2. Die zulässigen Beschwerden gegen die Versagung von vorläufigem Rechtsschutz sind begründet, weil an der Rechtmäßigkeit des Rücknahme- und Erstattungsbescheids des Antragsgegners vom 20. Juli 2004 ernstliche Zweifel bestehen. Nach § 45 Abs. 1 SGB X darf ein Verwaltungsakt, der ein Recht oder einen rechtlich erheblichen Vorteil begründet oder bestätigt hatte (begünstigender Verwaltungsakt), soweit er rechtswidrig ist, unter den Einschränkungen der Absätze 2 bis 4 ganz oder teilweise mit Wirkung für die Zukunft oder für die Vergangenheit zurückgenommen werden. Der Bewilligungsbescheid des Antragsgegners vom 13. August 2002 war jedoch nicht deshalb rechtswidrig, weil die Antragstellerin zu 1 die ihr gewährten Hilfeleistungen für die Unterkunft in Höhe von monatlich 410,75 Euro für die Monate August, Oktober und Dezember 2002 nicht an ihre Vermieterin weitergegeben hat. Nach § 12 Abs. 1 Satz 1 BSHG (nunmehr § 27 Abs. 1 Satz 1 SGB XII) umfasst der notwendige Lebensunterhalt auch die Kosten der Unterkunft. Die Nichtbezahlung der Miete durch die Antragstellerinnen für die Monate August, Oktober und Dezember 2002 änderte nichts an dem in dieser Zeit fortbestehenden Hilfebedarf für die Unterkunft. Die Antragstellerinnen haben diesen Bedarf auch gedeckt, weil sie die fragliche Wohnung auch in diesen Monaten tatsächlich bewohnten. Sie hatten insofern auch Aufwendungen, weil die Antragsteller zu 1 nach dem Mietvertrag zur Bezahlung der Miete verpflichtet ist (vgl. BVerwGE 100, 136/139). Da der Bewilligungsbescheid vom 13. August 2002 jedenfalls aus diesen Gründen auch bezüglich der Hilfegewährung für die Unterkunftskosten in dem fraglichen Zeitraum nicht rechtswidrig war, durfte er nicht nach § 45 Abs. 1 SGBX zurückgenommen werden. Im Übrigen hätte das Verwaltungsgericht bei seiner Argumentation, der Bescheid über die Bewilligung der Übernahme der Unterkunftskosten sei infolge der Nichtbezahlung der Miete an die Vermieterin rechtswidrig geworden im Sinne des § 45 SGB X, bedenken müssen, dass die Anwendung dieser Vorschrift voraussetzt, dass der zurückgenommene Verwaltungsakt bereits bei seinem Erlass rechtswidrig gewesen ist (vgl. Wiesner in Wulfen/Wiesner, SGBX, 4. Aufl. 2001, RdNr. 10 zu §45; Rothkegel/Grieger in Rothkegel, Sozialhilferecht, LAufl. 2005, S. 678; sog. "ursprüngliche Rechtswidrigkeit"). Die aufschiebende Wirkung der gegen den Rücknahmebescheid vom 20. Juli 2004 erhobenen Klagen ist deshalb nach § 80 Abs. 5 Satz 1 VwGO wieder herzustellen.

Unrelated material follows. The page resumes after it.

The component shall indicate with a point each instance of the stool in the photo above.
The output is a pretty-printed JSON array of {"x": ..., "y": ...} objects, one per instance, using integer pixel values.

3. Den Antragstellerinnen ist unter Abänderung des Beschlusses des Verwaltungsgerichts Ansbach vom 23. Dezember 2004 auch für das Verfahren auf Gewährung von vorläufigem Rechtsschutz und das Klageverfahren vor dem Verwaltungsgericht Prozesskostenhilfe zu bewilligen und Rechtsanwalt B, Erlangen, beizuordnen, weil die von den Antragstellerinnen eingelegten Rechtsbehelfe im hierfür maßgeblichen Zeitpunkt der Bewilligungsreife hinreichende Erfolgsaussicht boten, wie oben unter Nr. 2 dargelegt wurde, und auch die wirtschaftlichen Voraussetzungen für die Gewährung von Prozesskostenhilfe bei ihnen vorliegen (§ 166 VwGO, §§ 114, 115 ZPO).

4. Die Kostenentscheidung beruht auf § 154 Abs. 1, § 188 Satz 2 Halbsatz 1 VwGO.

5. Dieser Beschluss ist unanfechtbar (§ 152 Abs. 1 VwGO).